Gürün Ortaokulu ikinci sınıf öğrencisiyim. Okul bahçesinde ağaçlandırma çalışması var. Öğrenciler çalışıyor; kimi kazma tutuyor kimi kürek; çepeçevre ağaç dikilecek. Köyden gelmiş öğrenciler var, ellerine hem kazma yakışıyor hem kürek. Ben de aşka geldim, aldım elime kazmayı başladım çalışmaya.

Saadet Partisi Genel Başkanı Temel Karamollaoğlu'nun babası Üzeyir Karamollaoğlu hem okul müdürümüz hem de matematik hocamız. Temel Bey o yıllarda İngiltere'de burslu öğrenci, mühendislik okuyor. Müdürümüz oğluyla gururlu, sık sık bayrak merasimi öncesi ya da sonrasında Gürün Ortaokulu'ndan yurtdışına giden öğrencilerden ve dolayısıyla oğlundan bahseder.

Gidenlerden birisi de Yuva Köyü'nden Erdoğan Tatar. Ergenekon kumpasçılarının intihara sürüklediği denizci Yarbay Ali Tatar ve şampiyon boksör Seyfi Tatar da aynı köyden iki insan ve akrabalar. Erdoğan Tatar, KTÜ'de öğretim üyesiydi. Şimdi nerede bilmiyorum. Merhum Müdürümüz oğlundan olduğu kadar olmasa bile ondan da uzun uzun ve gururla bahsederdi.

Benim de ağaçlandırma işine soyunduğumda; bizi izlermiş bir kenardan, beni çağırdı kısa bir süre sonra. 'Bırak kazmayı küreği, bırak git ve ders çalış, sen okumazsan aç kalırsın' dedi. Kim bilir, nasıl acemice tuttum ki kazmayı ya da küreği, beni çağırıp 'sen git ders çalış, sen okumazsan aç kalırsın' deme ihtiyacını duydu.

Nereden nereye; yıllar geçti, o an hala hafızamda, müdürüm hala gözümün önünde ve sesi hala kulaklarımda. Mükemmel insandı, sadece o değil, hocalarımızın hemen hepsi birbirinden değerli, birbirinden mükemmel insanlardı. Ölenlerine sonsuz rahmetler, yaşayanlarına hayırlı ömürler diliyorum.
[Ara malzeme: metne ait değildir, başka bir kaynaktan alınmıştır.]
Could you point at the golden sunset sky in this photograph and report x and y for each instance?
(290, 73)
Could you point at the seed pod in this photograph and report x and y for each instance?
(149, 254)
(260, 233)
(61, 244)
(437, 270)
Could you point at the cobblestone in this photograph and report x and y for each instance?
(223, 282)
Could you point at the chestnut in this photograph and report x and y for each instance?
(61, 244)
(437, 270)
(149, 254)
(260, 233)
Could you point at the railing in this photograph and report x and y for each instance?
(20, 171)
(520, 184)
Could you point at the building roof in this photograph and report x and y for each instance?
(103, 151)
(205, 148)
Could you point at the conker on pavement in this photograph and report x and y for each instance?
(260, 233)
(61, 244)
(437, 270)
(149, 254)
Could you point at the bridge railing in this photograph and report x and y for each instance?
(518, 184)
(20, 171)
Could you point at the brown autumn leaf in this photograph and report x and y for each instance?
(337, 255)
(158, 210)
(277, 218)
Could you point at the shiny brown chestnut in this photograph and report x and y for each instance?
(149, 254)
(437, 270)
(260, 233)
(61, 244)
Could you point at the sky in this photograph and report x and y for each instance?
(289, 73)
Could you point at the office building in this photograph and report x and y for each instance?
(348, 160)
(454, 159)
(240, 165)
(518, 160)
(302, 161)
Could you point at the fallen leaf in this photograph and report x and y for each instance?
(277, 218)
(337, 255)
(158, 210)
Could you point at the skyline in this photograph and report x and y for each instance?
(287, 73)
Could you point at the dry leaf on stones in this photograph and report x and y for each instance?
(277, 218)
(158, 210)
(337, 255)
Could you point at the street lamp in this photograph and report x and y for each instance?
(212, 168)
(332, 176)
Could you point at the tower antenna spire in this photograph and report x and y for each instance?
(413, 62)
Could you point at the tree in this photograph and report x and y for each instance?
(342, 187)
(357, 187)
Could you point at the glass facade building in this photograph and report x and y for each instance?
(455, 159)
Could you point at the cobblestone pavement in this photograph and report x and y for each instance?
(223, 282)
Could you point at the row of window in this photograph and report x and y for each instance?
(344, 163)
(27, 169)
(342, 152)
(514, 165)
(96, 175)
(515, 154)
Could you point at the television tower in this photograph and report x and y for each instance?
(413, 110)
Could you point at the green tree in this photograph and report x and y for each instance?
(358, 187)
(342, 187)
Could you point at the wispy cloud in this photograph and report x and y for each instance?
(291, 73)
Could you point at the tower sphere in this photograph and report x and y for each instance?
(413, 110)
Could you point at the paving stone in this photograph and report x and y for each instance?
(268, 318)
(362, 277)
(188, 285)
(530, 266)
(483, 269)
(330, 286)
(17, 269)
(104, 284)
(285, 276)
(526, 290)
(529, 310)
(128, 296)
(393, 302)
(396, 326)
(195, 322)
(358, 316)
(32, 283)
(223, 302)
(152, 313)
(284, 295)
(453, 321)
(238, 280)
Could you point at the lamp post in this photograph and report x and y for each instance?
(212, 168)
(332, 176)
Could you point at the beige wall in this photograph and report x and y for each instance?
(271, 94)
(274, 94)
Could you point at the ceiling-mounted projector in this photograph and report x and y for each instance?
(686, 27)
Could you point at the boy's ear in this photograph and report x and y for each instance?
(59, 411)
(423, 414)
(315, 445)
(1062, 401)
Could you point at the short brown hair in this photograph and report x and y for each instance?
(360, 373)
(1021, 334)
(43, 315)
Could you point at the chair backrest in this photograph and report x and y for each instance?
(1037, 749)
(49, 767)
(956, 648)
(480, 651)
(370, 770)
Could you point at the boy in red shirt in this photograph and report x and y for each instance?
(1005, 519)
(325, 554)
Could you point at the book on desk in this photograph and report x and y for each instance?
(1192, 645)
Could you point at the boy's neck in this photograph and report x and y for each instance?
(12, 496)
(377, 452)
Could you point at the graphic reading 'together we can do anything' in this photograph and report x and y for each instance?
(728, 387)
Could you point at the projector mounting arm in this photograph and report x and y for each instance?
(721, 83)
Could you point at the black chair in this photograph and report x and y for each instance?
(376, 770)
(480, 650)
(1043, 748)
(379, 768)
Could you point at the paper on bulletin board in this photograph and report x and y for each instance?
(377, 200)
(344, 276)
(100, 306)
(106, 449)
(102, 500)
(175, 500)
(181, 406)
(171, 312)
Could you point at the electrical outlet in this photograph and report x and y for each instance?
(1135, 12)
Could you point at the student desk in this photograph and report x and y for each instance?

Müfredat tartışılıyor günlerdir. Öğretmeni tartışan yok. Türkiye olarak en büyük hatayı şu taşımalı eğitim denilen ucubeyi icat edip öğretmeni köyden almakla mı yaptık diye konuşuyoruz arkadaşlarla kendi aramızda. Öğretmeni sadece köyden çıkarmadık hayatımızdan da çıkarıp attık. Geçmişin her şeyimizle ilgilenen hem de hepimizin rol modeli olan öğretmenlerin hayatımızdan sökülüp atılmasının yarattığı boşluk, her geçen gün biraz daha çoğalıyor ve biz her geçen gün biraz daha gerilere düşüyoruz dünyadaki eğitim ve öğretim sıralamasında.

Pisa'da sıralaması Türk gencinin zeka seviyesindeki geriliği değil Türk maarif sisteminin yetersizliğini gösterir. Bu seviyeyi çağın seviyesine çıkarmadığımız sürece, okul kapılarındaki tabelalarda ne yazdığı hiç önemli değil.